Apple Bets on Third Placemaking
September 13, 2017
in

During Apple’s annual iPhone launch event this week, in addition to stunning promo videos and an introduction to their brand-new headquarters, the company also announced their intention to overhaul their retail design and rename hundreds of stores “Town Squares.”
“We don’t call them stores anymore, we call them town squares,” said Angela Ahrendts, Apple’s senior vice president of retail, on stage describing these gathering spaces.
Private entities taking ownership of public spaces isn’t a new concept. Cities like New York, NY have long been blurring the lines between public space and commerce. Private companies own and manage hundreds of plazas and parks in the city, not to mention streets and other public areas. When budgets and political support to create new communities in cities start to disappear, corporations can provide and monetize these gathering spaces. Offering public gathering spaces isn’t just for companies like Apple. Bringing more people into stores, and offering community-centric events creates community around any brand or product.

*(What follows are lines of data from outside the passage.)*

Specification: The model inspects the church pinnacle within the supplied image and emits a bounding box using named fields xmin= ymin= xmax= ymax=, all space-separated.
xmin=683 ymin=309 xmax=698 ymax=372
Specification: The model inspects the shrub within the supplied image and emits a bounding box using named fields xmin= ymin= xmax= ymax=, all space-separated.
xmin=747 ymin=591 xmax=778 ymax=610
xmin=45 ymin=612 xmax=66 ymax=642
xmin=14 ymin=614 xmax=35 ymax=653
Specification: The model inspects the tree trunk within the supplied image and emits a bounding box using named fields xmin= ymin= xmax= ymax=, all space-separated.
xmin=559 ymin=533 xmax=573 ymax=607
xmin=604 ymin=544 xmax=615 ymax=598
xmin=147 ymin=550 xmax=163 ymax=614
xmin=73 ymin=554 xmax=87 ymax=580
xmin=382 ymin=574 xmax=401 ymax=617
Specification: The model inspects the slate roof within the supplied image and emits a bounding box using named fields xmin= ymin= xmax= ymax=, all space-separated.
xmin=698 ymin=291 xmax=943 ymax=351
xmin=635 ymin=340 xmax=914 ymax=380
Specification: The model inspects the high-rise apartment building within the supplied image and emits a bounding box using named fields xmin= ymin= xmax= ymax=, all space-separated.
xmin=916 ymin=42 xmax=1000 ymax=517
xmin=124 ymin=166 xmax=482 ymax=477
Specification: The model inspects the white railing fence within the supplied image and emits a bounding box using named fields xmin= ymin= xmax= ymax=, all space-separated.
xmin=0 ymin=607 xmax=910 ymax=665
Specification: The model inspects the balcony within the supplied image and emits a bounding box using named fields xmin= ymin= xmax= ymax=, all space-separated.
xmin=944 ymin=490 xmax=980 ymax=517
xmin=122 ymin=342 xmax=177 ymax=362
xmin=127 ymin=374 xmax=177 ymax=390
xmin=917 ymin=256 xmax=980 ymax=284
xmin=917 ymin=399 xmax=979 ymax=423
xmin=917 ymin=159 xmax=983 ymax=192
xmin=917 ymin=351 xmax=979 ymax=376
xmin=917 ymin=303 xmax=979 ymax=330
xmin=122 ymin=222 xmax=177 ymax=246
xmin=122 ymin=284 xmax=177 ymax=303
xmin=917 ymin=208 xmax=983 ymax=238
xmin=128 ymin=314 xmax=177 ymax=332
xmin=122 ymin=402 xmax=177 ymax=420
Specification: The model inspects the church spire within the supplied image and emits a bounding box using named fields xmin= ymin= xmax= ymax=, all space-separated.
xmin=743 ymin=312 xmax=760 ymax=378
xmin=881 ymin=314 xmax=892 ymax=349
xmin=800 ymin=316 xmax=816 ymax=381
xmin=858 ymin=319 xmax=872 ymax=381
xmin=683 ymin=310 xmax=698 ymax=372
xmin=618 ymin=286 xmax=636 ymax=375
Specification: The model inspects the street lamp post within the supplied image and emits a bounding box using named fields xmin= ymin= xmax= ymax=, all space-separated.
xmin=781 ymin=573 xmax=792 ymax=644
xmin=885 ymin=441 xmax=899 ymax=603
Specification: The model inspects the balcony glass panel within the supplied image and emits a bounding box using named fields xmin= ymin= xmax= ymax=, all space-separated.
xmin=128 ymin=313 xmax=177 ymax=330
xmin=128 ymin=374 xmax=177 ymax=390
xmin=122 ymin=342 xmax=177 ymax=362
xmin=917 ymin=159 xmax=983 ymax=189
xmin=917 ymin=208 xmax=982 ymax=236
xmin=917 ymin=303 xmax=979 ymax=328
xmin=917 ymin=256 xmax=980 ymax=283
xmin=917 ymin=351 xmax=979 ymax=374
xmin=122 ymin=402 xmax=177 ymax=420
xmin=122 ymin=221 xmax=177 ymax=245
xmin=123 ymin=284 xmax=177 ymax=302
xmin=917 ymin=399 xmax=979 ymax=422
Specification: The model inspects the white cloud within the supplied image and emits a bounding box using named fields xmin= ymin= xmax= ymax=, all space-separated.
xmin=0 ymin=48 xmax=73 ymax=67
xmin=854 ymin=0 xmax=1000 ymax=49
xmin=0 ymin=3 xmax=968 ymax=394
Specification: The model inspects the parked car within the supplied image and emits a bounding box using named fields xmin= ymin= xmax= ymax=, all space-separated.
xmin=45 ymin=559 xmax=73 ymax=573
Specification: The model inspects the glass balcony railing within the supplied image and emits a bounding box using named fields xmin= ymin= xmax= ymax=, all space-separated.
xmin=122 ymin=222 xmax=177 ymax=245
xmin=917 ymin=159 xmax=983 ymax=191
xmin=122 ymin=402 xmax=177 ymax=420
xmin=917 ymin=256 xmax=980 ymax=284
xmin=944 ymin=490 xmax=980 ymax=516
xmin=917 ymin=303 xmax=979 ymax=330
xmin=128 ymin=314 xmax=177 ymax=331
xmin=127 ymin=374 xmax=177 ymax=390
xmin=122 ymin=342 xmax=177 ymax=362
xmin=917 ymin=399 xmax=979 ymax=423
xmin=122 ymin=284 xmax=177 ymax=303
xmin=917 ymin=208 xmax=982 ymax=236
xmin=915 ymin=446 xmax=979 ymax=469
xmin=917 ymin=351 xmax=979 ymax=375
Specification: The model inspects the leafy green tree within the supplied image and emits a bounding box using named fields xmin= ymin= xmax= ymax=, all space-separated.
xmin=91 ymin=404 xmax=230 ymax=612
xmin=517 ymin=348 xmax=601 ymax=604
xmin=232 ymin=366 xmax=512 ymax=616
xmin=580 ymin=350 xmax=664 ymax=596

The shift in verbiage and ideology behind store design and retail strategy matters. Stores are regulated, surveilled, and designed by companies for selling goods. Heat maps, sensors, and big data will all become more powerful and could drive a wedge between brands and their markets. With these strategies in place, a push for community can feel contrived and manipulative. If we continue to look at space and commerce in the same way, stores won’t be sustainable as public spaces.
Instead, retailers must employ the ideology of Third Placemaking. Our theory is rooted in intentional design, the marketing theory of third place, and the architectural theory of placemaking. Combined, they describe how businesses and communities may create a physical space that empowers people to create a spiritual, emotional, and psychological connection; an experience.
Public life has always been closely tied with the economy and shopping. We need these public spaces that allow like-minded people to gather with their dissenters and develop a community around something they have in common. Apple’s choice to begin calling their stores a “town square” is a step in the right direction, but is that enough?